Operator, Operator, Connect me to Signor Rodari for more Telephone Tales!

It is hard in just  a few selections to give an idea of the remarkable range of subjects, genres, and tone of the two hundred and two pieces in Rodari’s Telephone Tales.   The volume is supposed to be a collection of bedtime stories Signor Bianchi, an accountant from Varese, told to his little girl the six nights out of seven he was on the road selling pharmaceuticals all over Italy.  How did  he keep his promise to her?  He called home on a pay phone at precisely at 9:00 pm and told her  a new one.  The stories lasted just as long as the amount of time his coin bought

These three stories show Rodari s  visionary side.  They are more serious, but are still delightfully imaginative in the way feelings of altruism and hope are aroused without preaching.

Universal History

In the beginning, the Earth was all wrong, and making it habitable was quite a chore.  There were no bridges to get across rivers.  There were no trails to climb up mountains.  What if you wanted to sit down?  Not so much as a shadow of a bench.  And if you were dropping from exhaustion?  There was no such thing as a bed, nor shoes or boots to keep sharp stones from cutting your feet.  If your eyesight was weak, there were no eyeglasses.  If you wanted to play a game of soccer, there were no soccer balls.  And there was no pasta pot or fire for cooking macaroni.  In fact, now that I come to think of it, there wasn’t even any pasta.  There was nothing at all. Zero plus zero, and that’s it.  There were only human beings and strong arms with which to work, so the most serious lacks could be corrected.  But there are still plenty of things still to be set to rights, so roll up your sleeves!  There’s plenty of work left to be done!

The Sidewalk Conveyor

On the planet Beh, they’ve invented a moving sidewalk that runs all around the city.  It’s like an escalator, but instead of stairs, it’s a sidewalk, and it moves slowly to give people time to look at shop windows and to get on or off without losing their balance.  There are even benches on the sidewalk for people who want to travel sitting down, especially old people or women carrying their groceries,  When little old men grow tired of sitting in the park and staring at the same old tree, they often go for a ride on the sidewalks.  They sit there, content and happy  Some read newspapers, others smoke cigars, and they all relax comfortably.

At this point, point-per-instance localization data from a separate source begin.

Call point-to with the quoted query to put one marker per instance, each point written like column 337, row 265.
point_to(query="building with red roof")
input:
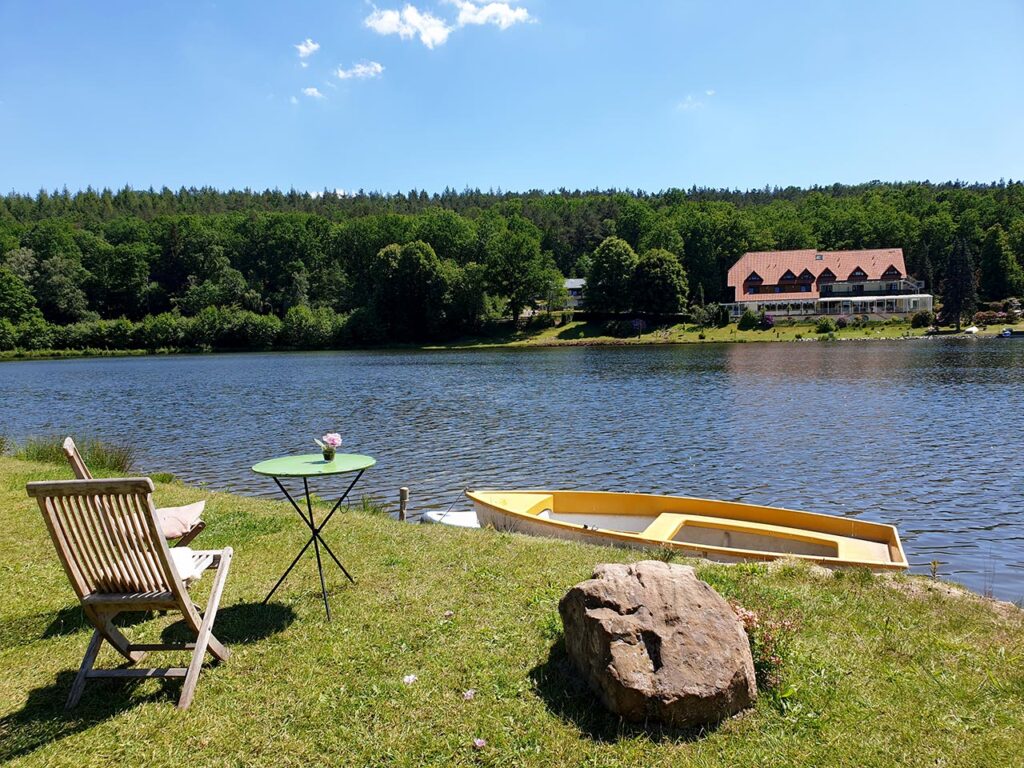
column 811, row 282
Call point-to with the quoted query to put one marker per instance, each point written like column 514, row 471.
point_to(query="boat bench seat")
column 670, row 526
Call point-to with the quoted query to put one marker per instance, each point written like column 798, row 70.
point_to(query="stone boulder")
column 655, row 642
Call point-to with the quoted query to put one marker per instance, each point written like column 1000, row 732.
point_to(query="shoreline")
column 551, row 338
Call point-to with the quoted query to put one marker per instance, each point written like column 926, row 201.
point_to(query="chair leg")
column 194, row 531
column 103, row 625
column 90, row 658
column 205, row 638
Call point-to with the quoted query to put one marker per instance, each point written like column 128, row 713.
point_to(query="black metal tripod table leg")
column 315, row 539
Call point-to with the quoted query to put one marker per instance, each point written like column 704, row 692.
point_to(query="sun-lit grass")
column 99, row 456
column 877, row 677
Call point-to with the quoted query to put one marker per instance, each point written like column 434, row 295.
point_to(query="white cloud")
column 306, row 48
column 689, row 103
column 500, row 14
column 410, row 23
column 360, row 71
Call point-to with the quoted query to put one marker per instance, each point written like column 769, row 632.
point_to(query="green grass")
column 877, row 677
column 99, row 456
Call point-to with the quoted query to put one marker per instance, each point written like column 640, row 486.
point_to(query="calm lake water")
column 924, row 434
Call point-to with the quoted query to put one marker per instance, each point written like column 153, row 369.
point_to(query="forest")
column 204, row 268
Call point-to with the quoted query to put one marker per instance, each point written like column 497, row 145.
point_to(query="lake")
column 923, row 434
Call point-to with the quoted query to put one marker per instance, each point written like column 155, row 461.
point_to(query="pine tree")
column 1000, row 275
column 960, row 286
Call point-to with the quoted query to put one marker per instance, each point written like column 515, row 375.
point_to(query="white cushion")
column 189, row 564
column 176, row 521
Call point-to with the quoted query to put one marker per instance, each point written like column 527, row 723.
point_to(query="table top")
column 310, row 465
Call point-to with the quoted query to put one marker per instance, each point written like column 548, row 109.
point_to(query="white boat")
column 456, row 518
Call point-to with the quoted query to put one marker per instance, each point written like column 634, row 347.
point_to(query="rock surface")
column 655, row 642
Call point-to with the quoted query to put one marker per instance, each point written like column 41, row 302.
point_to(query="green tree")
column 658, row 284
column 999, row 274
column 960, row 287
column 748, row 321
column 609, row 282
column 16, row 302
column 517, row 268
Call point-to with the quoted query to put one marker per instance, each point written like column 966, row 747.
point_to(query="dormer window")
column 891, row 272
column 752, row 283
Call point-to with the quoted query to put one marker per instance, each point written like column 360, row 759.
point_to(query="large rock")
column 653, row 641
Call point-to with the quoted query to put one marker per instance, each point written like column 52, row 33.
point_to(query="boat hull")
column 723, row 531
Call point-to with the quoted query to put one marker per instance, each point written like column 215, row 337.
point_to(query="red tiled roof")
column 771, row 265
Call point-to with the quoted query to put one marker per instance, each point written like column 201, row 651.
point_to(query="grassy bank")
column 580, row 333
column 880, row 673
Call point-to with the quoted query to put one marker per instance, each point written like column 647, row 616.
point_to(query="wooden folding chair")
column 182, row 523
column 110, row 542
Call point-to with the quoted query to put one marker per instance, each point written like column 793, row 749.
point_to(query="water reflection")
column 923, row 434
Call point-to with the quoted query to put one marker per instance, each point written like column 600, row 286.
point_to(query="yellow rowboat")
column 697, row 527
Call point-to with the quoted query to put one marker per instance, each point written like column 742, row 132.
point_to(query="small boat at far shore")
column 725, row 531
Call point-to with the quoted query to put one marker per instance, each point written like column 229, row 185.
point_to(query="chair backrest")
column 108, row 536
column 77, row 464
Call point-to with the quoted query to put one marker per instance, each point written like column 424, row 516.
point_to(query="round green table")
column 306, row 466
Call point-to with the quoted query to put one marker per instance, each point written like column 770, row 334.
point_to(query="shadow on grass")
column 585, row 331
column 241, row 624
column 569, row 698
column 44, row 720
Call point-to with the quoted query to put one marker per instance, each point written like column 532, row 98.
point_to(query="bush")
column 989, row 318
column 824, row 326
column 245, row 330
column 8, row 336
column 360, row 328
column 771, row 645
column 308, row 329
column 98, row 456
column 206, row 329
column 749, row 321
column 620, row 329
column 923, row 318
column 35, row 334
column 164, row 331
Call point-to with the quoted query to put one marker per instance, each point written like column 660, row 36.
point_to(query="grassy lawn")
column 878, row 676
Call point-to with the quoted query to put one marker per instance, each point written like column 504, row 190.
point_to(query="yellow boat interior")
column 719, row 527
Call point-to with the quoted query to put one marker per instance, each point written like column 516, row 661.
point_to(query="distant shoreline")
column 570, row 335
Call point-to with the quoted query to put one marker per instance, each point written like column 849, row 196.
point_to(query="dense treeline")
column 370, row 267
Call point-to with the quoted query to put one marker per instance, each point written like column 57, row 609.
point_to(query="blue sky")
column 525, row 94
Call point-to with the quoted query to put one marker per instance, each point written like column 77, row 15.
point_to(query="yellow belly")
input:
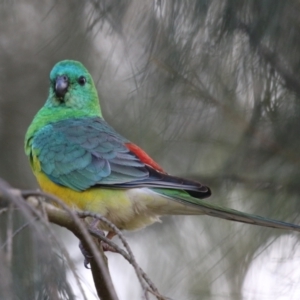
column 125, row 208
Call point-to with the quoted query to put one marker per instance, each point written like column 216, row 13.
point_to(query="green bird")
column 76, row 156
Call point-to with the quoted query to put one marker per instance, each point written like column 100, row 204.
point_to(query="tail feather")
column 196, row 206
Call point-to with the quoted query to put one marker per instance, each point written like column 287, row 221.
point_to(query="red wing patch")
column 144, row 157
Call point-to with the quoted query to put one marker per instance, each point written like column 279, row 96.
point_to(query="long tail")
column 198, row 206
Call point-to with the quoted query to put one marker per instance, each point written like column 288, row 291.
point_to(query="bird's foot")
column 106, row 247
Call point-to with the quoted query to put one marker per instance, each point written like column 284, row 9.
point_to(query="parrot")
column 78, row 157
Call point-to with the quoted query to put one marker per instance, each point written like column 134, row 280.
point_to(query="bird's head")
column 72, row 88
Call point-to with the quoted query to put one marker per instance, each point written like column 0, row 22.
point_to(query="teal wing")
column 85, row 152
column 80, row 153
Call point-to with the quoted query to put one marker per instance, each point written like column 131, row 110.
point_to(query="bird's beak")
column 61, row 86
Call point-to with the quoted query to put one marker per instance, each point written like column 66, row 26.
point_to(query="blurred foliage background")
column 211, row 90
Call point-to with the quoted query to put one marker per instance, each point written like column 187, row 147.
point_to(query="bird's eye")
column 82, row 80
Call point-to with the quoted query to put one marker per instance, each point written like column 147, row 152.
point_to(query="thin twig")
column 83, row 234
column 129, row 257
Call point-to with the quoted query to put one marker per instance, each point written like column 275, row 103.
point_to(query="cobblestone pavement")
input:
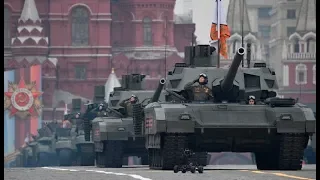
column 226, row 172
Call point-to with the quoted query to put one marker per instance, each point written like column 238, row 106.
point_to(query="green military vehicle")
column 277, row 130
column 113, row 132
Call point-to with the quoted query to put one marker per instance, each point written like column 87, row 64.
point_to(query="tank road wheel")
column 112, row 155
column 137, row 119
column 65, row 157
column 85, row 159
column 170, row 153
column 200, row 158
column 43, row 159
column 288, row 156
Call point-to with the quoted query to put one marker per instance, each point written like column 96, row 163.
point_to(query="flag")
column 220, row 18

Thanks to the invention of this sidewalk, trolley cars, electric buses, and cars have been abolished.  There are still streets, but they’re empty of vehicles, and children use them to play ball.  If a policeman even tries to confiscate the ball, then he has to pay a fine.

The Words: To Cry

This story hasn’t happened yet, but it will surely happen tomorrow.  Here is what it says.

Tomorrow a kind old schoolmistress will lead her pupils in a line, two by two, on a tour of the Museum of Bygone Times, which houses a vast collection of things that are no longer used, such as a king’s crown, a queen’s long silk train, the tram to Monza, and so on.

In a somewhat dusty display case are the words “To cry.”

The young pupils of tomorrow will read the sign, but they won’t understand it.

“Teacher, what does that mean?”

“Is it an antique jewel?”

“Did it once belong to the Etruscans, perhaps?”

The teacher will explain that once upon a time, that word was widely used, and it was very sorrowful.  She will show them a vial that contains old tears.  Who knows? Perhaps a person beaten up by another had shed them, or a homeless child had wept them.

“It looks like water,” says one of the pupils.

“But it scalded and burned,” says the teacher.

“Did they boil it before using,?”

The young pupils simply couldn’t understand.  In fact, they were already starting to get bored.  And so, the good school teacher took them to visit other sections of the museum, where there were easier things to see, such as prison bars, a watchdog, the tram to Monza, and so, on all tings in that happy land of tomorrow will no longer exist.